Issue: Whether the search is valid

Held: The SC held that that after the customs authorities have permitted the accused to land in Manila, the
terminus of his voyage, he ceased to be a passenger within the meaning of said section 1338 of the
Administrative Code. The fact that the accused returned to pier No. 1 to get the baggage that he had left
there the day before does not subject him to the operation of said section.

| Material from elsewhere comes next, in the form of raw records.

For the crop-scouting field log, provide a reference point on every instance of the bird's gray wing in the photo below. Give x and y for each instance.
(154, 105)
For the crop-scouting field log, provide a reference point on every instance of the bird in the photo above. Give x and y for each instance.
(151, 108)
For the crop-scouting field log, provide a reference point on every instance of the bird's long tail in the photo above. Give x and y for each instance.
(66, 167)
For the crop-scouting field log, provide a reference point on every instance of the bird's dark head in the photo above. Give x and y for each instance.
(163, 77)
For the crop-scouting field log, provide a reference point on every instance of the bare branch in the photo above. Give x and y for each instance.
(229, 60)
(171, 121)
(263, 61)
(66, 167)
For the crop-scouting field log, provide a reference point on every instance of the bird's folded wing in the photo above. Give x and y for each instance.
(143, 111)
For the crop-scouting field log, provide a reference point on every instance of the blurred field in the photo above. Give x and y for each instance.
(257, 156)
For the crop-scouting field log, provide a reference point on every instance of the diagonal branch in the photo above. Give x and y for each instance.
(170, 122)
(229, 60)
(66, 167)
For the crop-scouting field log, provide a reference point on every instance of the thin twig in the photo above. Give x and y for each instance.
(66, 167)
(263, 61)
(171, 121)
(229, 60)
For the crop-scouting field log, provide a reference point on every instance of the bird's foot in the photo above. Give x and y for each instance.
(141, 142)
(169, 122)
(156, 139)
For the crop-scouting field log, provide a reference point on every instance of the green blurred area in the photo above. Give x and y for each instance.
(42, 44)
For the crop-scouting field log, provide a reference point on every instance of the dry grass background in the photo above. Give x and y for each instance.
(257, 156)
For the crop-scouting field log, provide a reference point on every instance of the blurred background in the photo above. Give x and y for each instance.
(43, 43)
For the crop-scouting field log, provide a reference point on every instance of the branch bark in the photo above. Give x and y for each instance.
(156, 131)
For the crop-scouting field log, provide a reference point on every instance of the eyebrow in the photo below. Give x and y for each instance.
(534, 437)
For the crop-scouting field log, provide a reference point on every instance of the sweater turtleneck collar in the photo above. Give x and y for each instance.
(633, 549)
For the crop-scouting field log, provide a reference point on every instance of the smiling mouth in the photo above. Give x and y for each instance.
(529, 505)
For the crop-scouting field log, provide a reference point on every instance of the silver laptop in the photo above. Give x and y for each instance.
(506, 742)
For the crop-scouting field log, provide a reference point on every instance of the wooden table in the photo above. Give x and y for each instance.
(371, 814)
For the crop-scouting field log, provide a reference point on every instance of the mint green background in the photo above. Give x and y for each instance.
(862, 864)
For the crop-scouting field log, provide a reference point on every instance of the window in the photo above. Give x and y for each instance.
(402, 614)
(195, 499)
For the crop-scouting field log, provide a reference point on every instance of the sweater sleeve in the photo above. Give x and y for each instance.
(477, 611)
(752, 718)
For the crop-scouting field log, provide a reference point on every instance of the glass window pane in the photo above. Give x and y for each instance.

He could have gone back there
several weeks or months after his arrival, and in such case, if the contention of the prosecution is
sustained, all foreigners arriving in the Philippines would be in the highly anomalous situation of being
liable to detention of the right to be secured against unreasonable searches guaranteed by section 3 of the
Act of Congress of August 29, 1916, known as Jones Law, which provides that the right to be secured
against unreasonable searches and seizures shall not be violated..
In the case at bar the action of the accused in laying his hands on the agent Cruz is, in our opinion,
an adequate defense to repel the aggression of the latter, who had seized him by the arm for the purpose
of searching him. In accordance with the repeated decisions of the supreme court of Spain, the gravity of a
disobedience to an order of a person in public authority is measured and graded by the circumstances
surrounding the act, the motives prompting it, and the real importance of the transgression rather than
by the source of the order disobeyed. And, taking into consideration the circumstances of the present
case, wherein the agent Cruz had exceeded his functions, and wherein the accused acted in defense of the
most highly esteemed of individual rights, the constitutional right to be secured against unreasonable
searches, The SC held that there is no ground for finding the accused guilty of the crime defined in article
252 of the Penal Code.
That foreigners in the Philippines are entitled to the benefits of the individual rights secured by the
Philippine Bill is undeniable. In the case of Kepner vs. U. S. (195 U. S., 100), the Supreme Court said:

When Congress came to pass the Act of July 1, 1902, it enacted, almost in the language of the President's
instructions, the Bill of Rights of our Constitution. In view of the expressed declarations of the President,
followed by the action of Congress, both adopting, with little alternation, the provisions of the Bill of
Rights, there would seem to be no room for argument that in this form it was intended to carry to the
Philippine Islands those principles of our government which the President declared to be established as
rules of law for the maintenance of individual freedom, at the same time expressing regret that the
inhabitants of the Islands had not therefore enjoyed their benefit. And according to the principles
underlying the Constitution, as extended to the Philippine Islands by the President's instructions to the
Commission and by the Philippine Bill, foreigners are entitled to the protection of their life, liberty, and
property. In the case of Yick Wo vs. Hopkins (118 U. S., 356, 369), Justice Matthews says:

The Fourteenth Amendment to the Constitution is not confined to the protection of citizens. It says: "Nor
shall any State deprive any person of life, liberty, or properly without due process of law; nor deny to any
person within its jurisdiction the equal protection of the laws." These provisions are universal in their
application to all persons within the territorial jurisdiction, without regard to any differences of race, of
color, or of nationality; and the equal protection of the laws is a pledge of the protection of equal laws.